Le propagandiste de l’ancien régime, porte-voix de Ben Ali et de son clan, est enfin sorti de son silence. S’il s’est expliqué sur ses errements passés, il n’a pas balancé autant qu’on l’aurait souhaité.


L’homme a perdu dix kilos, les traits tirés, et le regard noir, mais il a gardé le verbe haut, hargneux, combattif, toujours sur la défensive. Avant le 14 janvier, il défendait les abus d’un dictateur inculte, capricieux et égoïste, qui s’entêtait à vouloir humilier son peuple. En bon démagogue, maniant à merveille les artifices de la sophistique, il trouvait souvent des mots pour justifier l’injustifiable, jusqu’à l’écœurement. Aujourd’hui, c’est sa propre personne que Borhane Bsaies défend, ses choix douteux, ses aveuglements, ses ambitions politiques démesurées qui l’ont finalement perdu. En bon perdant, il est allé jusqu’à faire de l’autodérision : «Je suis tombé du 7e étage», a-t-il dit, sans sourire, comme pour se faire encore plus mal. L’allusion à «l’homme du 7 Novembre», dont il est aujourd’hui l’absolu orphelin, était, on l’imagine, très douloureuse.

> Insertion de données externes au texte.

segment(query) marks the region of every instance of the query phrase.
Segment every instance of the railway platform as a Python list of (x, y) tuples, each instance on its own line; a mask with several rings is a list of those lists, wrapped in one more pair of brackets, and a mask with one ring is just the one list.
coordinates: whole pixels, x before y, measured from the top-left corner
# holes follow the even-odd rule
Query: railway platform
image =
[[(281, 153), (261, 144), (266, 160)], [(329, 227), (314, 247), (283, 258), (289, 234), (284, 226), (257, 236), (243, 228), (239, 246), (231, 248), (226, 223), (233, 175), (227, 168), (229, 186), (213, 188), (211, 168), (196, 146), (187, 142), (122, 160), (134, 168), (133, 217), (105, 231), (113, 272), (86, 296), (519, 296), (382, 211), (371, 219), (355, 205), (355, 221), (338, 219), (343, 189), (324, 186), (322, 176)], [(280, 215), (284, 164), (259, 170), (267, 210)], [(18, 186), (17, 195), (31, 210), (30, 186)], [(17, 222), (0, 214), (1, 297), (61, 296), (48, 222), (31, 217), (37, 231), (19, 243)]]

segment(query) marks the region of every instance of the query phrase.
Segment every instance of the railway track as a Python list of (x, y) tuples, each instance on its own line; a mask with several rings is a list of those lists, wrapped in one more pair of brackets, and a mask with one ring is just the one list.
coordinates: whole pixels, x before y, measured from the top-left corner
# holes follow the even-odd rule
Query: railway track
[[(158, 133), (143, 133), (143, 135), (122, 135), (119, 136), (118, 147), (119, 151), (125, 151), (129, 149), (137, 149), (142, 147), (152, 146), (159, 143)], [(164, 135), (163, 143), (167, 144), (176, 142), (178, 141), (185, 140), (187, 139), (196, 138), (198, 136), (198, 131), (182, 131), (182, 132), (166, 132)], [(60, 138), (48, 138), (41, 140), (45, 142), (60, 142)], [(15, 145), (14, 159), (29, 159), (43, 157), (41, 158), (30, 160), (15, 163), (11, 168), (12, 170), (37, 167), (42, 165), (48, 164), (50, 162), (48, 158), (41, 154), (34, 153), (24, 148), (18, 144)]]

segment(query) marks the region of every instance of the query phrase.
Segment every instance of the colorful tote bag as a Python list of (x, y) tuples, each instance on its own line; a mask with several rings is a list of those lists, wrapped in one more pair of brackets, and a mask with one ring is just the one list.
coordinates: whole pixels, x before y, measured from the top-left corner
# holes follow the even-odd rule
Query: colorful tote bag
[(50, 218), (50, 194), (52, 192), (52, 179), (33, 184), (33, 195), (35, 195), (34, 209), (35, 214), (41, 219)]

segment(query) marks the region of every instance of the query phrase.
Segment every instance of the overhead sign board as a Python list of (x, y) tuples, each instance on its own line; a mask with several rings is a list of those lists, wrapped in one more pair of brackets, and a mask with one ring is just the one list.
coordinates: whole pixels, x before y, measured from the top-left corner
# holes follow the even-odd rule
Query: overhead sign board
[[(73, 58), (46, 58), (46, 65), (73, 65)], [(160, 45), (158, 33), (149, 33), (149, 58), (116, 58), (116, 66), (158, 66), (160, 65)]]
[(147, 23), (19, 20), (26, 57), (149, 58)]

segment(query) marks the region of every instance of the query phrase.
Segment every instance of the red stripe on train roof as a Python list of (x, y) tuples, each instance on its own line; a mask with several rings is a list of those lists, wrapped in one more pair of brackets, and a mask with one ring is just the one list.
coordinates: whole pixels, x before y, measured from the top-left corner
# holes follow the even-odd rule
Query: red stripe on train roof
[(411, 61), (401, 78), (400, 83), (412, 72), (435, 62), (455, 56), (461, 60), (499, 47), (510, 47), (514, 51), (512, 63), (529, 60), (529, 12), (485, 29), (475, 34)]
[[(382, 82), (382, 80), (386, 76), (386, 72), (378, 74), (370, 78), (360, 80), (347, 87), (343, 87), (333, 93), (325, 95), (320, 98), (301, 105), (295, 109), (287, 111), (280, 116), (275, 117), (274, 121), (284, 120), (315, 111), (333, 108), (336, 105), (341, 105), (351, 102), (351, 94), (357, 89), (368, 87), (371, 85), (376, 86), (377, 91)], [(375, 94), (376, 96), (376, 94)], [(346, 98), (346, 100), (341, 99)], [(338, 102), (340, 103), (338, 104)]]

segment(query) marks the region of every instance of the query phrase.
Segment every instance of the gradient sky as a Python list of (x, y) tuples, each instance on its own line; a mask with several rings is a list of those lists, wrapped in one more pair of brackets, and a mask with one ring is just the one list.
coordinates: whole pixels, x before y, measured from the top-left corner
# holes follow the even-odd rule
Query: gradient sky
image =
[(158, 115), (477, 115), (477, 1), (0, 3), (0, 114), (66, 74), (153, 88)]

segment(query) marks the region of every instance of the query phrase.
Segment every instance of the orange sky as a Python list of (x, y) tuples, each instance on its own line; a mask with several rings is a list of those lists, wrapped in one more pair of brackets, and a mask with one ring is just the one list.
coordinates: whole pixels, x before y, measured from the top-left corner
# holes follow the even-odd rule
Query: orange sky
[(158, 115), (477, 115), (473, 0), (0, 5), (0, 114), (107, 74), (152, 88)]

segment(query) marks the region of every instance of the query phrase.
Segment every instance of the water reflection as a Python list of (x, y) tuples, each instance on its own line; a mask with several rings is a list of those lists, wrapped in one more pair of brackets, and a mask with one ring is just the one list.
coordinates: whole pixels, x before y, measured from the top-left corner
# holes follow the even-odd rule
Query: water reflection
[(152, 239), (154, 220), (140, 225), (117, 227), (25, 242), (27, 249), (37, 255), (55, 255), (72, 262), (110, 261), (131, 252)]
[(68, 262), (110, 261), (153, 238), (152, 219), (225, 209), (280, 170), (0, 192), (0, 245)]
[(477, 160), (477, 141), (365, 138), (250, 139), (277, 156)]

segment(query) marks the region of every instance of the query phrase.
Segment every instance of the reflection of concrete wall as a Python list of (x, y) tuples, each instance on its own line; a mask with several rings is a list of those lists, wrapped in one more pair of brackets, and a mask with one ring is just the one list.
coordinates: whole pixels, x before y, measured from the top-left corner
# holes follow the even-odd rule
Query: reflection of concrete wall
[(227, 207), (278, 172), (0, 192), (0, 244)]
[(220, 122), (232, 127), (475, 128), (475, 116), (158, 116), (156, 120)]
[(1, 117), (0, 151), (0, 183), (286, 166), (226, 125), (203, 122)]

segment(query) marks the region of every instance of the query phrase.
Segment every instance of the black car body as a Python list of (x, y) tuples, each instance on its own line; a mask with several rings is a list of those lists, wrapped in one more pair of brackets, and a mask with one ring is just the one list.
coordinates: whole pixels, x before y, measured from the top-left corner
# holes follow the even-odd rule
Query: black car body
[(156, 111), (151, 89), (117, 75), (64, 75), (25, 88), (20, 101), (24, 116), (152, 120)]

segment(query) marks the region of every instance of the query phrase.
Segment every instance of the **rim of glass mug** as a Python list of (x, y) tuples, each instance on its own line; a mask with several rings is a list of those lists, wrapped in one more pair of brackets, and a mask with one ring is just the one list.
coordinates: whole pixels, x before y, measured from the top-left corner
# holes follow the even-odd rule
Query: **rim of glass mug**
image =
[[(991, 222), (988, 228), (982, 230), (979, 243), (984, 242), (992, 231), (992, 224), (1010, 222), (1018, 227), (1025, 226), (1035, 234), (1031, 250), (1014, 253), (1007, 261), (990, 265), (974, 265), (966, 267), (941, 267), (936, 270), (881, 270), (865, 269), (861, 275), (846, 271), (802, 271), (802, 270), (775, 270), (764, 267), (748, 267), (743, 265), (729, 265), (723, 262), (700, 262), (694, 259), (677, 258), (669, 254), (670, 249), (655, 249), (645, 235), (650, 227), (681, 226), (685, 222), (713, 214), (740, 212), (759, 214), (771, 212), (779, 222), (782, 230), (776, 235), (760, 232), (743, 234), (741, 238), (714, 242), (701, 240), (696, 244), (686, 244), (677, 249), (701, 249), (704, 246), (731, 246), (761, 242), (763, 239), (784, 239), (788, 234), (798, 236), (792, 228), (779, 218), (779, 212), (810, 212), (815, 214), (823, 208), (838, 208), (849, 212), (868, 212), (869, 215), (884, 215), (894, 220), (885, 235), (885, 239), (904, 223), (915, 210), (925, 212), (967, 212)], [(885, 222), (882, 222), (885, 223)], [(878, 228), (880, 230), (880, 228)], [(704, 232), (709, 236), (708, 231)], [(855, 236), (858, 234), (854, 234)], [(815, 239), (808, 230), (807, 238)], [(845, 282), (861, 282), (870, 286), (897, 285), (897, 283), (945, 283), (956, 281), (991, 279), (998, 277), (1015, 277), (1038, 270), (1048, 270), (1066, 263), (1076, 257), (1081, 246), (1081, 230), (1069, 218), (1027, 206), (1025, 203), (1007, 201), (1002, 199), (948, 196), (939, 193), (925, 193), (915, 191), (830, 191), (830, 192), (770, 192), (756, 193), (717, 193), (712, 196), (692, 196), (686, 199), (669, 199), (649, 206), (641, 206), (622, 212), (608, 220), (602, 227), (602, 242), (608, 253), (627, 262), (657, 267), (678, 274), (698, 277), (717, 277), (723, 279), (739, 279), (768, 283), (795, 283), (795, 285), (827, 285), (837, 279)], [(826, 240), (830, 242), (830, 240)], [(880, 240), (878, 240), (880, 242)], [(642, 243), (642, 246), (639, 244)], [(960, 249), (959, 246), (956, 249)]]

Une si douloureuse solitude

Journaliste, plutôt polémiste, que dis-je, propagandiste de Ben Ali, celui que tous les Tunisiens aiment détester s’est enfin livré, dans l’émission de Samir El Ouafi, ‘‘Essaraha Raha’’ (littéralement : La franchise fait du bien), samedi soir, sur Hannibal TV. Il s’est livré (pour ainsi dire) pudiquement, prudemment, à moitié, c’est-à-dire sans charrier, en en disant, à la fois, trop et pas assez, laissant les Tunisiens sur leur faim.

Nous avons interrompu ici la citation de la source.